I tried to reduce the problem to a more combinatorial form. I tried splitting the question to two unrelated parts and then adding them up:
First, I say the following inequality represents each king: $${k_1 + k_2 + k_3 \geq 30}$$ where each ${k_i}$ is variable containing the sum of golden bars for that king. The sum of ${k_1, k_2, k_3}$ however must be at most 80. Because I know each king must have at least 10 golden bars, the number of possible ways to distribute those golden bars is ${{52}\choose{2}}$
Similarly, for the second part I represented each peasant as a variable in the inequality: $${p_1 + p_2 + p_3 \leq 30}$$ such that ${p_1,p_2,p_3 \leq 10}$.

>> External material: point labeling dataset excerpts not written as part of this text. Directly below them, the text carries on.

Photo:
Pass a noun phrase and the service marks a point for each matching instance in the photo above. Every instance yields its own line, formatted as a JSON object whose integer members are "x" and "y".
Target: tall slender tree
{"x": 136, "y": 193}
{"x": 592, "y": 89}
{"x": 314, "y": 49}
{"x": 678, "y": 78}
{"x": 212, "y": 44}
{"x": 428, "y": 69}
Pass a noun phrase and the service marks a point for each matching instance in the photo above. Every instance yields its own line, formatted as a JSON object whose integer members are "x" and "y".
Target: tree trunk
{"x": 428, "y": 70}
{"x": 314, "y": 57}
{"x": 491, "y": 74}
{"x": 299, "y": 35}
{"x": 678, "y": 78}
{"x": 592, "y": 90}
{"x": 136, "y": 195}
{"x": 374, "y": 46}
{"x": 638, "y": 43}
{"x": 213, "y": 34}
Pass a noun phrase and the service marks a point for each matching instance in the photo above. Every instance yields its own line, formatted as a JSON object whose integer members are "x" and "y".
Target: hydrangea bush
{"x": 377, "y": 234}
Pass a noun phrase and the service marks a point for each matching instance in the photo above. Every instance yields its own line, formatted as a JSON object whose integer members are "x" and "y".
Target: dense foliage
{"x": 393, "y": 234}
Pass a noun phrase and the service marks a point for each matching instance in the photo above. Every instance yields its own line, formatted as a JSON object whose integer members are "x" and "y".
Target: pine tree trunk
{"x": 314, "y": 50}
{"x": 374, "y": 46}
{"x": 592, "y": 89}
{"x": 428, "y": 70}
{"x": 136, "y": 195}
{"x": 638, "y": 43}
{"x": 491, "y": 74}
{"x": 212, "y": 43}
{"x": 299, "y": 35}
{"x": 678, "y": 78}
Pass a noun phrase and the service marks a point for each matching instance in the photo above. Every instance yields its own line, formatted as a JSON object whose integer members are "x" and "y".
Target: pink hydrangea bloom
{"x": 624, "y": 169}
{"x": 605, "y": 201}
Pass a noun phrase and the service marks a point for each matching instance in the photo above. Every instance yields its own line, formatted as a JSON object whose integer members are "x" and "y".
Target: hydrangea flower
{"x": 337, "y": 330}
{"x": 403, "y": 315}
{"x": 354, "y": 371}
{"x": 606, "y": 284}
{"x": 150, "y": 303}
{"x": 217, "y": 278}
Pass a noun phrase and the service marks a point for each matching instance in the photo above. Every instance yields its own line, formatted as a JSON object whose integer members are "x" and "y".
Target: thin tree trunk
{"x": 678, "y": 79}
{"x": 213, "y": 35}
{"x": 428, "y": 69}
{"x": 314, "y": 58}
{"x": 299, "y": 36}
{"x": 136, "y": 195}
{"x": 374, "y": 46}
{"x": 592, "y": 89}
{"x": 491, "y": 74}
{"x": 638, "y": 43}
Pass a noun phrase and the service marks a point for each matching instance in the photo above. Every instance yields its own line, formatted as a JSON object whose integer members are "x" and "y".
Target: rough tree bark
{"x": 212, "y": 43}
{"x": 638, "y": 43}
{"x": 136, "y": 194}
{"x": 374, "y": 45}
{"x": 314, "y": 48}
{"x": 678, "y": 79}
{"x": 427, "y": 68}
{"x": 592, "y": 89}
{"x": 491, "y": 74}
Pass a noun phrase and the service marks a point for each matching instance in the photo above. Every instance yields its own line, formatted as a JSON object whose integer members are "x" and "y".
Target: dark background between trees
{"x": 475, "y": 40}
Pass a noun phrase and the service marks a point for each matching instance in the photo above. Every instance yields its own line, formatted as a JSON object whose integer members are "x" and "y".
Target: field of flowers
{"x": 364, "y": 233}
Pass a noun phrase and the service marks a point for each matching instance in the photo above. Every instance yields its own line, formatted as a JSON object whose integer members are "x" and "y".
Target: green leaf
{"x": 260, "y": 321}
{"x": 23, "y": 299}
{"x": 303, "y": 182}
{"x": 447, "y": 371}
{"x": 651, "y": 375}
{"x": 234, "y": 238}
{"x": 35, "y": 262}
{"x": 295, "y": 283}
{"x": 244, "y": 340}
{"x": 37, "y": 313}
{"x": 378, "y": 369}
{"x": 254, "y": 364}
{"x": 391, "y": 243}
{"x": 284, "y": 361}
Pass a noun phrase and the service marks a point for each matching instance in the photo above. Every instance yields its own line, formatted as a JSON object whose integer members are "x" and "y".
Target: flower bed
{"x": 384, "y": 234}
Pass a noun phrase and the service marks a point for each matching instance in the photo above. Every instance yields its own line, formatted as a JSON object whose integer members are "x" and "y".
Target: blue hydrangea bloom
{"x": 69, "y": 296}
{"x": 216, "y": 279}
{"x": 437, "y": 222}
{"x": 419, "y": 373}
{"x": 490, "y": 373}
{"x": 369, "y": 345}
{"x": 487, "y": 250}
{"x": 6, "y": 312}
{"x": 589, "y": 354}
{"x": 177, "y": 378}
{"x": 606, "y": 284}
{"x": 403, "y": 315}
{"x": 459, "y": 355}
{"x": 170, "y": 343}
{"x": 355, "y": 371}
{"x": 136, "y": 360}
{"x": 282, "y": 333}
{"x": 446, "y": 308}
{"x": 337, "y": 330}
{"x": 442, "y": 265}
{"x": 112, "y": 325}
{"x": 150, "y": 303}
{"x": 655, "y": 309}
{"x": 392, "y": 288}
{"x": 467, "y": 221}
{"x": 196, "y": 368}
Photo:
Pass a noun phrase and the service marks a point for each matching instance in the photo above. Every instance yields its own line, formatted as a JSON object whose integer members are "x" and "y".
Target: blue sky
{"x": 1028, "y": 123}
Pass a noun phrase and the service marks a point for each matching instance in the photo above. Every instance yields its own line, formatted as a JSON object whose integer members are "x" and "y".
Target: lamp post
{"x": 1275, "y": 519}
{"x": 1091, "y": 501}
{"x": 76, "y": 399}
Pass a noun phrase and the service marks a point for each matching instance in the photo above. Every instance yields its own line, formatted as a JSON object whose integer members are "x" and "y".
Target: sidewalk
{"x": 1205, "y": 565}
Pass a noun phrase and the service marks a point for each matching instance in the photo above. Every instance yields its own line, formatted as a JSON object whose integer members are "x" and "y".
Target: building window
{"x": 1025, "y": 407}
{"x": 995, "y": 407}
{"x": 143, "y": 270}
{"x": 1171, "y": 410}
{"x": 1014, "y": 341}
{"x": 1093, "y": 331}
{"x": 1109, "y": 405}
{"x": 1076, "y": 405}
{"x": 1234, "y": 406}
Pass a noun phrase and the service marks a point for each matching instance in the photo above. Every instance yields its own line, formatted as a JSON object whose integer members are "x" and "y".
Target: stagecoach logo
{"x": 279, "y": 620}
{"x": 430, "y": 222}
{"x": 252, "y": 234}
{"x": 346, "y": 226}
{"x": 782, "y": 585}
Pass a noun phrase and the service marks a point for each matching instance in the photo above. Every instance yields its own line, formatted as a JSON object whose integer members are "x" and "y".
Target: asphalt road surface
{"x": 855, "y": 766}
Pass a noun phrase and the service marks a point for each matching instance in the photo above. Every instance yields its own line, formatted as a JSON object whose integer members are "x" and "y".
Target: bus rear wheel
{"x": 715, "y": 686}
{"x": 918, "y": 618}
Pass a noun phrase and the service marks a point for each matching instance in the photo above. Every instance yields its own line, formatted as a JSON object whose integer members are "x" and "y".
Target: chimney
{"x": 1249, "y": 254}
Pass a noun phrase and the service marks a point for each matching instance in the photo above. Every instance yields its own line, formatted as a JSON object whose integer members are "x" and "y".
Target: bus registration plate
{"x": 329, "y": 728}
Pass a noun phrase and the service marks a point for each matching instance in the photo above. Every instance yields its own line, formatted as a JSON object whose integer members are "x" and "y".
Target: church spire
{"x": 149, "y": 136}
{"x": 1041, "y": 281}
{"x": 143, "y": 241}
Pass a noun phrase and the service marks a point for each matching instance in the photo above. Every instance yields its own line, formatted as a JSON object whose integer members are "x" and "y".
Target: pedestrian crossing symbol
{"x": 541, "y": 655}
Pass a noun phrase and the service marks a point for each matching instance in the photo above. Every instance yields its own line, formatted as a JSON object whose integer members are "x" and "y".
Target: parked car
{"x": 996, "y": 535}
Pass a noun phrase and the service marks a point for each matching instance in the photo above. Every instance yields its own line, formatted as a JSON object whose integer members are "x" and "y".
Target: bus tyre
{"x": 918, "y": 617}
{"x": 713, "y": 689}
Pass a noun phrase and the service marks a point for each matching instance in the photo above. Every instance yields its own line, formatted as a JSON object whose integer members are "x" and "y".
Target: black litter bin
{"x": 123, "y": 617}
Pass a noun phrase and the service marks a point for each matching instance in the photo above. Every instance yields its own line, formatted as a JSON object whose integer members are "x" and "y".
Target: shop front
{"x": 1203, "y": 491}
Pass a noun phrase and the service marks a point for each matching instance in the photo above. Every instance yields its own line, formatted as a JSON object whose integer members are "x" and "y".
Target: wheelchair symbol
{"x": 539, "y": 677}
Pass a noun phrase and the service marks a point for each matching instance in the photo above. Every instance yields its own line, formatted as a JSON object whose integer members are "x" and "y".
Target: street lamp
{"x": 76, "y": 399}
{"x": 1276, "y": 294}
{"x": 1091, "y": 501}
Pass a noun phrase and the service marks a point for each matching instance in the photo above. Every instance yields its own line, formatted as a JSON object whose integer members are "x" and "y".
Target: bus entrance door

This is where I got stuck. I'm not sure how I can calculate the possibilities for the last inequality. Moreover, I'm not sure how one can then provide an answer to the original question. Unfortunately I couldn't think way to reduce the question to something I'm capable of providing an answer to. Any suggestions?
Give 10 bars to each of the kings. Then each of the kings can receive any number of additional bars, and each of the peasants can receive between $0$ and $10$ bars. Assuming that the kings as well as the peasants have names the number $N$ you are after is the coefficient of $x^{50}$ of the function $$f(x):=\left({1\over 1-x}\right)^3\left({1-x^{11}\over 1-x}\right)^3=(1-x^{11})^3(1-x)^{-6}\ .$$ Now $$f(x)=(1-3x^{11}+3 x^{22}-x^{33})\sum_{k=0}^\infty{-6\choose k}(-x)^k\ .$$ Collecting terms gives you an alternating sum of four binomial coefficients, reflecting an inclusion/exclusion process: $$N={55\choose 5}-3{44\choose 5}+3{33\choose 5}-{22\choose5}=906\,411\ .$$